Objective: The aim was to discern common characteristics in the sick-listing cases that physicians in general practice and occupational health services find problematic.
Design: Descriptive categorization within a narrative theoretical framework.
Setting: Sickness-insurance course for physicians in general practice and occupational health services.
Subjects: A total of 195 case reports written by 195 physicians. Main outcome measures. Categories of features regarding medical, work, and social situation as well as medical interventions.
Results: Beside age and sex, the following information was often provided: family situation, stressful life events, occupation, problem at work, considerations concerning diagnoses, medical investigations, treatments, and vocational rehabilitation measures.
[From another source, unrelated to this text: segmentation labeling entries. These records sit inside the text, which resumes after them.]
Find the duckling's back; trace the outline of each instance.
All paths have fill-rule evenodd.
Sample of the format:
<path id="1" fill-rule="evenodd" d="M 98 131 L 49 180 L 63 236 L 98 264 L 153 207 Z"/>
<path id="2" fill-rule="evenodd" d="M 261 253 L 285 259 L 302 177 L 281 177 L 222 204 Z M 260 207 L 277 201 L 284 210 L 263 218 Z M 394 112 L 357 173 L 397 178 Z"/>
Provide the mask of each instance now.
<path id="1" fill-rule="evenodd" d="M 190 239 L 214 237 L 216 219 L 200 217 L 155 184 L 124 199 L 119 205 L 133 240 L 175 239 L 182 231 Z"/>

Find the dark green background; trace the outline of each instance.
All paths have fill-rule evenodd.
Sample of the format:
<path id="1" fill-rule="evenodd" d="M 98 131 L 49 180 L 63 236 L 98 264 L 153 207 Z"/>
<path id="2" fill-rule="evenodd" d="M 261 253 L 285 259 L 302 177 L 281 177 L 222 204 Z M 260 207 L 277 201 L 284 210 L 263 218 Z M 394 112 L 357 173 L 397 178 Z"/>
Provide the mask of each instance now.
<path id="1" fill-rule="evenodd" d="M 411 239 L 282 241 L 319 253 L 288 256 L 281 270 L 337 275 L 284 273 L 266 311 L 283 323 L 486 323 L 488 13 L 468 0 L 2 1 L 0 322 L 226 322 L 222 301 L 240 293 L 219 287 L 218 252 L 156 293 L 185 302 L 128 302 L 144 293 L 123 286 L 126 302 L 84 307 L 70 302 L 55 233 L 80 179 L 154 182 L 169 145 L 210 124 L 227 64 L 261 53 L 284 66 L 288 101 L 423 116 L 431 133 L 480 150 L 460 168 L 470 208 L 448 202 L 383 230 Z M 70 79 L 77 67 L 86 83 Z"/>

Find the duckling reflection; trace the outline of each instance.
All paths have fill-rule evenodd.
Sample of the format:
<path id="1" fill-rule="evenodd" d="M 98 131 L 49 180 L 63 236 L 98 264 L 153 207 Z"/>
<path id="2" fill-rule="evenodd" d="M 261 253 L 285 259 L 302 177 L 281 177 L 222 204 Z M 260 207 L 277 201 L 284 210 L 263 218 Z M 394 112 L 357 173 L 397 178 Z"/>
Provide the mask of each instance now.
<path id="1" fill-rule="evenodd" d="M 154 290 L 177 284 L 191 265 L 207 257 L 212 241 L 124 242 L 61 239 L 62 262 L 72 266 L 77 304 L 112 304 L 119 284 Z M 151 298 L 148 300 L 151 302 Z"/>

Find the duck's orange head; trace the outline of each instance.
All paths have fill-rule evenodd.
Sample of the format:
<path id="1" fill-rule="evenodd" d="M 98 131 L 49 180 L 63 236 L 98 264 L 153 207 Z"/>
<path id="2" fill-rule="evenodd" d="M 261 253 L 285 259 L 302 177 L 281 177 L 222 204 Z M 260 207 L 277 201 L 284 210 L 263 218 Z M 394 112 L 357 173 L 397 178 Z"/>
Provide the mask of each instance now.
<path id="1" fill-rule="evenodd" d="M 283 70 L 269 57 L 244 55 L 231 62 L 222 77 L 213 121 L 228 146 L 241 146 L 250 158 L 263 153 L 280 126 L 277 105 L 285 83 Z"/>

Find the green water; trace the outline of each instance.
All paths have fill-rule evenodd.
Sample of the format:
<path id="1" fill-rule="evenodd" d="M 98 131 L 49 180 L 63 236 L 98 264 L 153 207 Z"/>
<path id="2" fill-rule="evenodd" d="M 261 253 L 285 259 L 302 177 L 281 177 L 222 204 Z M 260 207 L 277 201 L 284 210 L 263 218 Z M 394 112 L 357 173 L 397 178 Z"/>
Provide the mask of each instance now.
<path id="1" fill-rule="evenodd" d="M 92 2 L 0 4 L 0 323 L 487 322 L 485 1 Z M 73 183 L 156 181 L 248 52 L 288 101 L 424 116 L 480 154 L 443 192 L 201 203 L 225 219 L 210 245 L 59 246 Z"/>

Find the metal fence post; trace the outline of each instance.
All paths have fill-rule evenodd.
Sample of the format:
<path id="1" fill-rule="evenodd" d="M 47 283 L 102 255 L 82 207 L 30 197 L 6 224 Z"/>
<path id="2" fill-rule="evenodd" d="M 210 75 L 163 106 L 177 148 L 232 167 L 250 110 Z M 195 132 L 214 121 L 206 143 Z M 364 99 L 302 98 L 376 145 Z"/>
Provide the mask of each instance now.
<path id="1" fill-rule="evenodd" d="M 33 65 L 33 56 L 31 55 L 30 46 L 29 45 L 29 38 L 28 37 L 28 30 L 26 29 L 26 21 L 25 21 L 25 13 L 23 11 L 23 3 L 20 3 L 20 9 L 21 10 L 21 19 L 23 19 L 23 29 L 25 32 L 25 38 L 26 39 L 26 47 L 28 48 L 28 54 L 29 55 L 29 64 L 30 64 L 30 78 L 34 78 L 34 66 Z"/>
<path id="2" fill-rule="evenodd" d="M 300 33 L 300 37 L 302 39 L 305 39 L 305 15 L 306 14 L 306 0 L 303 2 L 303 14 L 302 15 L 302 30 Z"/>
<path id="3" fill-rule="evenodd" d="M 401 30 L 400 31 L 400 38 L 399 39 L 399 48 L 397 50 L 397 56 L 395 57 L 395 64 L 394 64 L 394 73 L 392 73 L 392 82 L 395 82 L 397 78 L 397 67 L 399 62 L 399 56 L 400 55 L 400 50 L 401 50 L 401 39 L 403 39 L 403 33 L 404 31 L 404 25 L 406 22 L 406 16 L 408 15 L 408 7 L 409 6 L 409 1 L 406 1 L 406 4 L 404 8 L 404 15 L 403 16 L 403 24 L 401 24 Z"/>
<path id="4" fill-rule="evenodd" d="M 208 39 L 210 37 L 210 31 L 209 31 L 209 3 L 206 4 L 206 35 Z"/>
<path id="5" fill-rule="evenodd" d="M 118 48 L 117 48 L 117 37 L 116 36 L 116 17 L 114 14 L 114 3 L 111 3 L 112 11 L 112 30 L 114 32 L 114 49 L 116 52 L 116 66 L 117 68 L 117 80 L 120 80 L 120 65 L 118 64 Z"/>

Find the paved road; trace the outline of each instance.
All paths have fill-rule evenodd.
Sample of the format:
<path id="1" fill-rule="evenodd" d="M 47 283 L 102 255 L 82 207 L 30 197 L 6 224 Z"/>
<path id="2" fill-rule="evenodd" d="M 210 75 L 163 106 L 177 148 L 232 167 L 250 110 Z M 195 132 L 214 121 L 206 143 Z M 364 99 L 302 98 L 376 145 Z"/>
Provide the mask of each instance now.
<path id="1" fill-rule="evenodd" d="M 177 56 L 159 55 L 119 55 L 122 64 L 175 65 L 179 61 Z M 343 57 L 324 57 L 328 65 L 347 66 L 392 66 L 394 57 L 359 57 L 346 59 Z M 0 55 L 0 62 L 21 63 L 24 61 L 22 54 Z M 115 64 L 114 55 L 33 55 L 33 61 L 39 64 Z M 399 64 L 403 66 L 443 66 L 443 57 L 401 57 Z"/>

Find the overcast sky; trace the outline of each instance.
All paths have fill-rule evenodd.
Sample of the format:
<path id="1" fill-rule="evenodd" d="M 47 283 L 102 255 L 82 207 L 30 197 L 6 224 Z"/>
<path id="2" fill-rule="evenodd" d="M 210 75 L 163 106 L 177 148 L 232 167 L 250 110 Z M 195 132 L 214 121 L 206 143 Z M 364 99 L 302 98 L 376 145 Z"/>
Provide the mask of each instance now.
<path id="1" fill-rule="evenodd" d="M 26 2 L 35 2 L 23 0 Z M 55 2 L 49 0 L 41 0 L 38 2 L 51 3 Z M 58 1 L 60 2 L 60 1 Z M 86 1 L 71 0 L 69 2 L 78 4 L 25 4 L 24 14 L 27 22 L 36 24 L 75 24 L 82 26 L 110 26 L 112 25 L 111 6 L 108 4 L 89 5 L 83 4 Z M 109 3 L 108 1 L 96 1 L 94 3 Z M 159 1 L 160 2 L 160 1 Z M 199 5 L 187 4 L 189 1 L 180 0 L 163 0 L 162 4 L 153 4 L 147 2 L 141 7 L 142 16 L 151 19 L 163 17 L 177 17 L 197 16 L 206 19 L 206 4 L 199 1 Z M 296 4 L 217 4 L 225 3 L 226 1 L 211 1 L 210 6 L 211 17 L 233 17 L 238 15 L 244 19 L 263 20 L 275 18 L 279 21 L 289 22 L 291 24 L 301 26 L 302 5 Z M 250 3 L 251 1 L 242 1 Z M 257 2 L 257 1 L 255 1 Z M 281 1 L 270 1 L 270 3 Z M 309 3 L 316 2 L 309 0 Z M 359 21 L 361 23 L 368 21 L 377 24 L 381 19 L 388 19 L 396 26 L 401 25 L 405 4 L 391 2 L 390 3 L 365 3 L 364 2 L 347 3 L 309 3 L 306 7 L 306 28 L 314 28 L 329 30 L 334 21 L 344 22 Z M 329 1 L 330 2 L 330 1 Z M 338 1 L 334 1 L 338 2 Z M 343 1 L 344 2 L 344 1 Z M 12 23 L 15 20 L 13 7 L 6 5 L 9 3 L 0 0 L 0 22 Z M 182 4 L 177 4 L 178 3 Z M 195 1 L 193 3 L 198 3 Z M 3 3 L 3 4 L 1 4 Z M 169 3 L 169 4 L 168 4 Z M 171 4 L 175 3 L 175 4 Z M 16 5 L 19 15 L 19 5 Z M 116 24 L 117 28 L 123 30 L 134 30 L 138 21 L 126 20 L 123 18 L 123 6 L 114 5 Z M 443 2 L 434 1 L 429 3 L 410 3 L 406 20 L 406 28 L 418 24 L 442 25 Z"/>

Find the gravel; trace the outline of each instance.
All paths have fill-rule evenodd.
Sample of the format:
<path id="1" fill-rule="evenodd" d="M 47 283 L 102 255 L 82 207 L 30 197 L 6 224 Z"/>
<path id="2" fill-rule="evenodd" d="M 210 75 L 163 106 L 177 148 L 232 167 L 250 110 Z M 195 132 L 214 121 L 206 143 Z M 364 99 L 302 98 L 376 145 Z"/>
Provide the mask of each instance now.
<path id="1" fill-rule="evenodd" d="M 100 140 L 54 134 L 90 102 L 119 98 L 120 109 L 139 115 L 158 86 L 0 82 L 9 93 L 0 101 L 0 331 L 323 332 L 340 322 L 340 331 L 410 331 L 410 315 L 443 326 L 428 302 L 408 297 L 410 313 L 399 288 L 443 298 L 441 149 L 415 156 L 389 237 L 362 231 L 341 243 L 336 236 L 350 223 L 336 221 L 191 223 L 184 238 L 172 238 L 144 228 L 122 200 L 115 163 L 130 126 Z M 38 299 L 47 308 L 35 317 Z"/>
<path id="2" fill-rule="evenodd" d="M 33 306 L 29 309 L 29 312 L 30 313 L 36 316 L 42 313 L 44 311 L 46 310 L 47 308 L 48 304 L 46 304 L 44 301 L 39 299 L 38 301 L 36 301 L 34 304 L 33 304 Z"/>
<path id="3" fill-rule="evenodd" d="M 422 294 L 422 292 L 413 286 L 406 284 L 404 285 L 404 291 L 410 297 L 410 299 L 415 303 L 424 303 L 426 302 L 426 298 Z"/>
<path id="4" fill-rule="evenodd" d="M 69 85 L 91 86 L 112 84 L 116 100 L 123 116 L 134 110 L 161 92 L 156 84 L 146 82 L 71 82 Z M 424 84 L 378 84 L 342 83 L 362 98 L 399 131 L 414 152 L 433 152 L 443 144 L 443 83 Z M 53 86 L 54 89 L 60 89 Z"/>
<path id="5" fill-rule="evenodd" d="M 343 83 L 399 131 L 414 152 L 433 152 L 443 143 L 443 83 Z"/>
Two-thirds of the patients had been sickness absent for more than a year. The most common type of case reports concerned women, employed in non-qualified nursing occupations, and sick listed due to mental disorders. The most common measures taken by the physicians were referrals to psychotherapy and/or physiotherapy, and prescribing antidepressants (SSRI). Facts about alcohol habits were rarely provided in the cases.
Conclusions: Some of the circumstances, such as prolonged sick-listing, are likely to be more or less inevitable in problematic sick-listing cases. Other circumstances, such as stress-full life events, more closely reflect what the reporting physicians find problematic. The categories identified can be regarded as markers of problematic sick-listing cases in general practice and occupational health service.